From mid-November 2002 through January 2003, hundreds of dead and dying seabirds washed up along the North Carolina shore, believed by biologists to be victims of shallow-set fishing nets. More than 300 birds including Brown Pelicans, Double-crested Cormorants, and Northern Gannets were found on a number of beaches, including Cape Lookout National Seashore, an ABC-designated Globally Important Bird Area. This incident was just one more in the ongoing problem of waterbird bycatch from gill and other fishing nets, such as those used in the Mid-Atlantic for shad and in the Pacific for salmon. Birds dive down to catch fish trapped in the nets, become entangled in the nylon mesh and drown.

 

Gill nets account for less than 0.5% of fish caught nationally. Yet the fishery is responsible for the annual deaths of thousands of Red-throated Loons off the Atlantic Coast, tens of thousands of Marbled Murrelets off the shores of Alaska and British Columbia, and thousands of other birds.

 

The problem of avian gill net bycatch has been well known for years, yet little has been done to rectify the situation. Since a February 1999 U.S. Fish and Wildlife Service (FWS) study, which revealed the extent of the gill net problem, conservationists have been frustrated by the slow pace of action by federal authorities to prevent these continuing violations of the Migratory Bird Treaty Act (MBTA). FWS assembled a Waterbird Bycatch Working Group in 1999 to develop a national plan of action to reduce the threat, but other than the production of a short policy statement, little has been done. A draft action plan has languished in FWS subcommittee for more than a year and a half, and no timeline has been forthcoming to bring it to completion.

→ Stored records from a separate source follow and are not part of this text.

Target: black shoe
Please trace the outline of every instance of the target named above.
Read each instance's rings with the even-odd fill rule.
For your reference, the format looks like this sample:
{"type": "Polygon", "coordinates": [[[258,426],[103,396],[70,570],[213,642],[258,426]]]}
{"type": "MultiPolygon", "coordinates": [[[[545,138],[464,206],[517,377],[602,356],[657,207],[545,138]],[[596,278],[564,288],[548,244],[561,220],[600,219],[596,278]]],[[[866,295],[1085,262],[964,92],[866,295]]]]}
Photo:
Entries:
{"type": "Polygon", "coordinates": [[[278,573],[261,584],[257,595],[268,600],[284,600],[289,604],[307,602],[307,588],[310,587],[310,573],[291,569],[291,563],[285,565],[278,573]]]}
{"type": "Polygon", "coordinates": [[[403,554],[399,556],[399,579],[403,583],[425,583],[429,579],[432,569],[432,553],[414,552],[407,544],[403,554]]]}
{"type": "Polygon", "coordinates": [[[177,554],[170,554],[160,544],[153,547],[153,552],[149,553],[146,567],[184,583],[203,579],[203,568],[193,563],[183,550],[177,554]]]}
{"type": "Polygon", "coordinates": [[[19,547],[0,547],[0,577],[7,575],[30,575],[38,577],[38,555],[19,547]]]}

Conservationists fear that the plan will be as weak as the policy statement and will only present voluntary guidelines and best-practice suggestions, without mandating measures to ensure bycatch is eliminated. No prosecutions for violations of the MBTA have been brought even within the FWS’s three mile zone of enforcement. FWS officials cite a lack of resources to pursue cases.

The Solution

Recent studies by the Washington Sea Grant Program have shown some simple measures can reduce avian mortality without drastically impacting fishing efficiency. Ed Melvin and colleagues found that by replacing the top six feet of the normally hard-to-see green nylon mesh gill nets with a more visible white mesh, bycatch of Common Murre in salmon nets could be decreased by 45% without significantly reducing fish catches. Further research is necessary to test the effectiveness of this and other possible solutions in other fisheries.